Christie made headlines when it received the backing of James Cameron in demonstrations of HFR at Cinemacon and IBC earlier this year. It also signed a five year pact with Cameron’s Lightstorm Entertainment to develop and market high frame rate systems.
The series II projectors of Christie and its fellow DLP-based TI licensees, Barco and NEC, require a software upgrade and the installation of an Integrated Media Block (IMB) which overcomes the bandwidth limitations in the connection from server to projector.
All the major projection systems vendors are likely to offer the relatively simple HFR upgrades so that exhibitors avoid having to fund a full system replacement. One estimate puts the cost of an IMB plus firmware upgrade at US $3,000.

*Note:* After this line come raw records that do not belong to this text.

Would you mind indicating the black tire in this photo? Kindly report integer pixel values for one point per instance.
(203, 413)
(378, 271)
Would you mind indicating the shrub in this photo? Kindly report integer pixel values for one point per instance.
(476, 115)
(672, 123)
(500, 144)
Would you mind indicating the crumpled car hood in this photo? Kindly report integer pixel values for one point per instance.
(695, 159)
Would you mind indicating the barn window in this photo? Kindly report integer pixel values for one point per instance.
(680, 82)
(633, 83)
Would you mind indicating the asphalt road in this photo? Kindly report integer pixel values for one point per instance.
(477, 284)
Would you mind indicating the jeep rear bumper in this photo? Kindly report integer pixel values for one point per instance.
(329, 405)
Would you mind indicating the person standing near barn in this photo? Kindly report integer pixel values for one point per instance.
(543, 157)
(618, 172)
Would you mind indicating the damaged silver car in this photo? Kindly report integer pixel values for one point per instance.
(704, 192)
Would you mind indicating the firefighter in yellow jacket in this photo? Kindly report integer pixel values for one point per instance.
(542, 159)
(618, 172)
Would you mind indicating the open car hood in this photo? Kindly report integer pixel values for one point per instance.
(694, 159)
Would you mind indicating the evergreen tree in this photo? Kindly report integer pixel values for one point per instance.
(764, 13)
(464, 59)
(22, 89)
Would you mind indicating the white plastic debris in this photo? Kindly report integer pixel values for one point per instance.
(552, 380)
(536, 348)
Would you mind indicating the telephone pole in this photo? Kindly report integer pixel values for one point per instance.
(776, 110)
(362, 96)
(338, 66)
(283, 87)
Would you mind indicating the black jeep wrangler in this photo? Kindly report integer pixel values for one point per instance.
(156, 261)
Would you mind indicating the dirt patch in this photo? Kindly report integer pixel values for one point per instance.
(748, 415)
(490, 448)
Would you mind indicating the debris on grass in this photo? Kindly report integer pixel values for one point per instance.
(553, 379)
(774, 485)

Sony also requires a firmware upgrade but has an IMB already incorporated in the design of its SXRD 4K projectors. Peter Jackson’s The Hobbit could be projected at 2x48 fps (96 fps) today with the addition of that firmware, Sony claims. All that is missing is the revision of the DCI specifications, which currently only support 48 fps mainly for the purpose of 2x24 fps playback for 3D.
HFR is claimed to improve the image quality, particularly over standard 24fps, on fast-moving scenes and camera pans by reducing visual artefacts such as motion blur, judder, and flicker. The effect is even more apparent on 3D features, since the human eye and brain are more sensitive to such artefacts when separate left and right images are projected, “in particular with systems using triple flash,” said Oliver Pasch, head of european digital cinema sales at Sony Professional.
In fact, the brunt of the cost of switching to higher frame rates will be borne by post production, which is required to increase disk storage space and allocate more time to render special effects. This increases again if 4K projection of 3D content (96fps 4K) is desired.
The DCI specifies that films must be compressed using JPEG 2000 with a maximum bit-rate of 250Mbps. That would ramp up to 400-480Mbps for 48fps and 500-600Mbps for 60 fps. The size of the DCP will increase in similar proportions.
Matt Cuson, senior director of cinema, Dolby Laboratories, notes that some industry studies suggest that an 8K resolution really starts to have a dramatic effect, but HFR will be the most dramatic visual improvement the industry will see in the short term.